But despite the downward trend, antibiotics continue to be overprescribed compared with guideline recommendations. The report warns that antimicrobial resistance shows little sign of abating and poses an ongoing risk to patient safety.
 
Professor Danielle Mazza, co-author of the RACGP’s Response to antimicrobial resistance in primary care, told newsGP that increased focus on general practice in the area of antimicrobial stewardship would represent a positive step towards combatting the problem.
 
‘It’s comforting that there is starting to be a decline, but clearly lots more work needs to be done and the issues raised in the RACGP position statement remain very relevant,’ she said.
 
‘We need a framework to support general practice antimicrobial stewardship that looks at the wide range of issues impacting on antibiotic prescribing in general practice; from governance and regulation, to involvement of pharmacists, to regular audit and feedback, provision of resources and better training for GPs.
 
‘We also need improvements to medical software to be able to link prescribing to the reason why you’re doing it so better audits can be done.
 
‘It’s about being able to look at the reason for prescription and ensure that there is better guideline concordance.
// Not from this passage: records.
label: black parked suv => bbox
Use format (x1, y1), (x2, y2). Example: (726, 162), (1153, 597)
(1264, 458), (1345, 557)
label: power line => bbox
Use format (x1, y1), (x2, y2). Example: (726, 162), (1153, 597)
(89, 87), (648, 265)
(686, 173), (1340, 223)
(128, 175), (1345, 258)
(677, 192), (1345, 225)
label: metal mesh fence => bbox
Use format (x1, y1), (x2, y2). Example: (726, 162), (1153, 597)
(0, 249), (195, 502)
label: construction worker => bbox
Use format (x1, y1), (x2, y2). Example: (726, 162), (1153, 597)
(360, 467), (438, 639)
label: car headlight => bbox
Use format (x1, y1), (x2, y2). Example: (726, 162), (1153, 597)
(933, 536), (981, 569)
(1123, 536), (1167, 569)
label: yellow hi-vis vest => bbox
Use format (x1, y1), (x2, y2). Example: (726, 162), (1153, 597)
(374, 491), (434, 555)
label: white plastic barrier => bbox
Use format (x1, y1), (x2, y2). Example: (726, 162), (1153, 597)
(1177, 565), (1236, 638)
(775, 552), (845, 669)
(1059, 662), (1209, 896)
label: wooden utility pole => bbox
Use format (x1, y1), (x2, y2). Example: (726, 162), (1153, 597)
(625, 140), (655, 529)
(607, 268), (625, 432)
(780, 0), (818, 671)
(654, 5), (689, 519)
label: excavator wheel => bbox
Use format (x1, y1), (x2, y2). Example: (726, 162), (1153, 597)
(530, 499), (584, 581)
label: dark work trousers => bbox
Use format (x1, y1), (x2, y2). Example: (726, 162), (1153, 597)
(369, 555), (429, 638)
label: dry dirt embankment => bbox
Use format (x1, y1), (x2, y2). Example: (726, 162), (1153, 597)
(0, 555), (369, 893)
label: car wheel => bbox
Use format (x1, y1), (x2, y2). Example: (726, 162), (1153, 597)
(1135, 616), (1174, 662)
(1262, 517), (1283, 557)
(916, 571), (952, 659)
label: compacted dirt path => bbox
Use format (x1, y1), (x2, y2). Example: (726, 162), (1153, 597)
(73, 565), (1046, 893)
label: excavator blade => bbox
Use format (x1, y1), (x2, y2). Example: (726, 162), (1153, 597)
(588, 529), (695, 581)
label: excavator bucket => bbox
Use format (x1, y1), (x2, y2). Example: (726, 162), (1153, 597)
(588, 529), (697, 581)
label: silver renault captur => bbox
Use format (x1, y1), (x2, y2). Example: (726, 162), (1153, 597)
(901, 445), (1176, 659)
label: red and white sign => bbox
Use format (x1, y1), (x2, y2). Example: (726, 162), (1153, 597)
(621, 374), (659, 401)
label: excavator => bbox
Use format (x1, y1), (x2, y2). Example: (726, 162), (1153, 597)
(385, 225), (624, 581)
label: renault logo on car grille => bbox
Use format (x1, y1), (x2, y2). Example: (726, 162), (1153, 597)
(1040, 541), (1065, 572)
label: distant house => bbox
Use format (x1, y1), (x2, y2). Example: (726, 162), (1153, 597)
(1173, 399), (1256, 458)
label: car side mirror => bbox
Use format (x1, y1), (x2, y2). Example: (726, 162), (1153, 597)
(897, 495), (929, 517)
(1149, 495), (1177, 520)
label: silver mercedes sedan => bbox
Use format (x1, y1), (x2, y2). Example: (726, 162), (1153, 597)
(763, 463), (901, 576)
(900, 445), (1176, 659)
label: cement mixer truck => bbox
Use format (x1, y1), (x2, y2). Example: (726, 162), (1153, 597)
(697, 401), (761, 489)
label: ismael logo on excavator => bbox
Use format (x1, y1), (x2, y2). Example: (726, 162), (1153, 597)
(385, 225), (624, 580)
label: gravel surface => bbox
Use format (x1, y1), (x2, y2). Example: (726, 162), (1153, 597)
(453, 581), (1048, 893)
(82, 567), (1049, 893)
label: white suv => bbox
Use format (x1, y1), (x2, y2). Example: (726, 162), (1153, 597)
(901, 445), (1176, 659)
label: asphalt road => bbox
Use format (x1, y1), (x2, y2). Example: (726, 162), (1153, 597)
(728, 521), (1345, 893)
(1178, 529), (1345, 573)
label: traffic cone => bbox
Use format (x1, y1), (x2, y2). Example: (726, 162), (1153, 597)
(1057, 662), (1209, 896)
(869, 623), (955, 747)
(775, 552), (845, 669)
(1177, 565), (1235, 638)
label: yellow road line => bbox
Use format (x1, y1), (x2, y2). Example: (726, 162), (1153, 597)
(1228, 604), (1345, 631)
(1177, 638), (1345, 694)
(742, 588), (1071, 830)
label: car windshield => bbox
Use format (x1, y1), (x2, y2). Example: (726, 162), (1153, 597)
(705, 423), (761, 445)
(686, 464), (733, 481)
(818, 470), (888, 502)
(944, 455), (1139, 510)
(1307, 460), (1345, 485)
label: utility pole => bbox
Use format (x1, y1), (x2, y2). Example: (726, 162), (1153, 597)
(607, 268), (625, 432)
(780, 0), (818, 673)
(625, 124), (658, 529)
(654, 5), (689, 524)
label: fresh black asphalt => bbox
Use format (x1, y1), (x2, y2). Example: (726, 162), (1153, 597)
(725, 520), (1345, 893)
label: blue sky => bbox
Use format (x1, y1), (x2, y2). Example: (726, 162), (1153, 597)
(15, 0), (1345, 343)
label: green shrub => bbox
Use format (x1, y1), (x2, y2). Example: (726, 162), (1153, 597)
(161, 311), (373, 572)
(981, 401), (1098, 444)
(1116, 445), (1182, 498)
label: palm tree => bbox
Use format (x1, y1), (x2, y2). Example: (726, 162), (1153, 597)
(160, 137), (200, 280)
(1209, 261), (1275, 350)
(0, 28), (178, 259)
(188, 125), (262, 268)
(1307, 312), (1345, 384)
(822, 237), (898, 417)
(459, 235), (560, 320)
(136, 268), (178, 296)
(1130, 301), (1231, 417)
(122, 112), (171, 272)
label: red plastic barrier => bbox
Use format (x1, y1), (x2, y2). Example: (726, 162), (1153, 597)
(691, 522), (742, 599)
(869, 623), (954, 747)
That’s the big gap in general practice.’
 
According to Professor Mazza, most of the emphasis to date has been on hospital prescribing, and data sources for antimicrobial stewardship in primary care remain limited, which is insufficient to provide a deep insight into antibiotic prescribing, particularly at a regional level.
 
‘The majority of antibiotic prescriptions occur in the community,’ she said.
 
‘Government really has to, in conjunction and consultation with the RACGP and other relevant organisations, address the complexity of issues affecting antimicrobial stewardship in general practice and provide funding and initiatives related to all of those areas.
 
‘There is wide recognition of the problem, I just don’t think there has been adequate focus on it.’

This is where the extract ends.